Life or Something Like It
Directed by Stephen Herek
Written by John Scott Shepherd
Starring Angelina Jolie, Edward Burns

 

Life or Something Like It

Is it just me, or are Angelina Jolie's lips getting even puffier? This is an important question since most of "Life or Else," which is probably a better title than the current one, consists mostly of extreme closeups of her face, with those lips quivering like slightly overripe raspberries.

The story is simple, or perhaps simpleminded would be a better word. Jolie is Lanie Kerigan, a Seattle television feature reporter you might describe as the (early) Baba Wawa of the Northwest. She's engaged to a Seattle Mariners star, she's being considered for a spot on a 'Good Morning America'-type network show in New York, and what could be better in her life? Nothing, until she does a feature on Prophet Jack (Tony Shalhoub), a homeless street man with what appears to be the gift of prophecy. When she holds the mike up to him he prophesizes that she will die next week.

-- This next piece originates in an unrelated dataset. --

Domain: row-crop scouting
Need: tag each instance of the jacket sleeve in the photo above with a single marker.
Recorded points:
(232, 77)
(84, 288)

Well. You can imagine the shock, and how she feels, particularly since she thinks ex-one-night-stand cameraman Pete (Edward Burns) put Jack up to it as a joke. So we spend an interminable week with Lanie, as she goes through at least the first three stages of Kubler-Ross's five stages of grief, which also means that she gives up her fiancé, she falls in love with Pete - oh, you hadn't guessed? - and is chosen for the New York gig, all at the same time.

Is this a real film or just an hour and forty-five minutes of cheesy schlock? There are only two valid performances here: the first is by Burns, who doesn't try to overplay his quiet New York manner; the second, and it is a brilliant piece of acting, is a cameo by Stockard Channing, as Deborah Connors, a world-famous journalist interviewed in New York by Lanie. In just three or four minutes of screen time she goes from bitch to human being as we watch; probably as difficult a transition to make believable as exists in film. For the rest, we do have those lips to stare at.